Norris was the only one who did not laugh at that. This talk of Paris, of women who could be bought, reopened the deepest wound of his childhood. My mother chose Paris over me . And who was the man who'd lured her there? Though his father refused to speak of it, Norris had been forced to come to that inevitable conclusion. Surely a man was involved. Sophia had been barely thirty, a bright and lively beauty trapped on a farm in quiet Belmont. On which of her trips to Boston had she met him? What promises had he offered, what rewards to compensate for the abandonment of her son?

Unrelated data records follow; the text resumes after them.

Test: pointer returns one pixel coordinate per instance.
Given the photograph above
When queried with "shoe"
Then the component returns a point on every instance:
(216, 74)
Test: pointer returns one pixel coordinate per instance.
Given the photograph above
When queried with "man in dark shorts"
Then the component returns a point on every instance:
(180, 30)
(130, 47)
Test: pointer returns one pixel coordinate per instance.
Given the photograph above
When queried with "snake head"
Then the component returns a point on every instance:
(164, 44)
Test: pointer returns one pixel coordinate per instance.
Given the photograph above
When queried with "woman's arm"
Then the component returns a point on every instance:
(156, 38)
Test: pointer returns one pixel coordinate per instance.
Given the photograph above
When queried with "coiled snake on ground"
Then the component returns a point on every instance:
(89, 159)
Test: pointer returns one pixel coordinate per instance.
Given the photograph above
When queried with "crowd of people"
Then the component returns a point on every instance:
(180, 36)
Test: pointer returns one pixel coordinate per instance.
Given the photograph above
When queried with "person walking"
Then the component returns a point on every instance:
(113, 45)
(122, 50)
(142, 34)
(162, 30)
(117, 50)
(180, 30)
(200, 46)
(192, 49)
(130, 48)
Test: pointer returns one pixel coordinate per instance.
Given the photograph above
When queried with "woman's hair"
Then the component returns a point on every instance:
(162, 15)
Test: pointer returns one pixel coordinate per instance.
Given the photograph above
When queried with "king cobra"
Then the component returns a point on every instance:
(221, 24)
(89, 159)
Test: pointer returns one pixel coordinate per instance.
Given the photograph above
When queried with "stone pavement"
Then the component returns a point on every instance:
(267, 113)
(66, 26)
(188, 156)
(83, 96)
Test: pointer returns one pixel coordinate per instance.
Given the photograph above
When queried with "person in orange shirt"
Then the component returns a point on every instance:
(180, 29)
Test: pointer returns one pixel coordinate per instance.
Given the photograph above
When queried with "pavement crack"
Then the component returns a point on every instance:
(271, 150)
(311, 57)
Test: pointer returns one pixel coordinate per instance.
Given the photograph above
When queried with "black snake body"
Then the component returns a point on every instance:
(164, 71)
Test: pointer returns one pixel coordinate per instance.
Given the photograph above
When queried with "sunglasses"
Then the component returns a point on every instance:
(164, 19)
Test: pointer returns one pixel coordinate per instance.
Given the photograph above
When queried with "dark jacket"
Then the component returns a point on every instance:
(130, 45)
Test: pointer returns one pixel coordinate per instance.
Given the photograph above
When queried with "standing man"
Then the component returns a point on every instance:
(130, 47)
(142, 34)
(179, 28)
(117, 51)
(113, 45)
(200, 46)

— You're awfully quiet tonight, — said Wendell. — Is it about that meeting with Dr. Grenville? —

— No, I told you it was nothing. Just about Rose Connolly. —

— Oh. That Irish girl, — said Edward, and he grimaced. — I have a feeling Mr. Pratt has more evidence against her than we're hearing. And it's not just about some fancy bauble she's stolen. Girls who steal are capable of worse. —

— I don't know how you can say that about her, — said Norris. — You don't even know her. —

— We were all on the ward that day. She revealed a complete lack of respect for Dr. Crouch. —

— It doesn't make her a thief. —

— It makes her an ungrateful little brat. Which is just as bad. — Edward tossed an empty shell onto the platter. — Mark my words, gentlemen. We'll be hearing more about Miss Rose Connolly. —

Norris drank too much that night. He could feel the effects as he walked unsteadily home along the river, his belly filled with oysters, his face flushed from the brandy. It had been a glorious meal, the finest he'd enjoyed since arriving in Boston. So many oysters, more than he ever thought he could consume! But the glow from the alcohol could not ward off the bone-chilling wind that blew in from the Charles River. He thought of his three classmates, bound for their own far superior lodgings, and pictured the cheery fires and the snug rooms that awaited them.

An uneven cobblestone caught his shoe and he stumbled forward, barely catching himself before he fell. Dazed by drink, he stood swaying in the wind, and gazed across the river. To the north, at the far end of Prison Point Bridge, was the faint glow of the state prison. To the west, across the water, he saw the lights of the jail on Lechmere Point. Now, this was an uplifting view, to see prisons in every direction, a reminder of how far one could fall. From a gentleman to a mere tradesman, he thought, is just a matter of a wrong turn at business, a poor hand at cards. Forfeit the fine house and carriage, and suddenly one is merely a barber or a wheelwright. Take another tumble, incur another bad debt, and one wears a pauper's rags and sells matches on the street or sweeps dust for a penny. Yet another tumble and there one will be, shivering in a cell on Lechmere Point or staring through prison bars in Charlestown.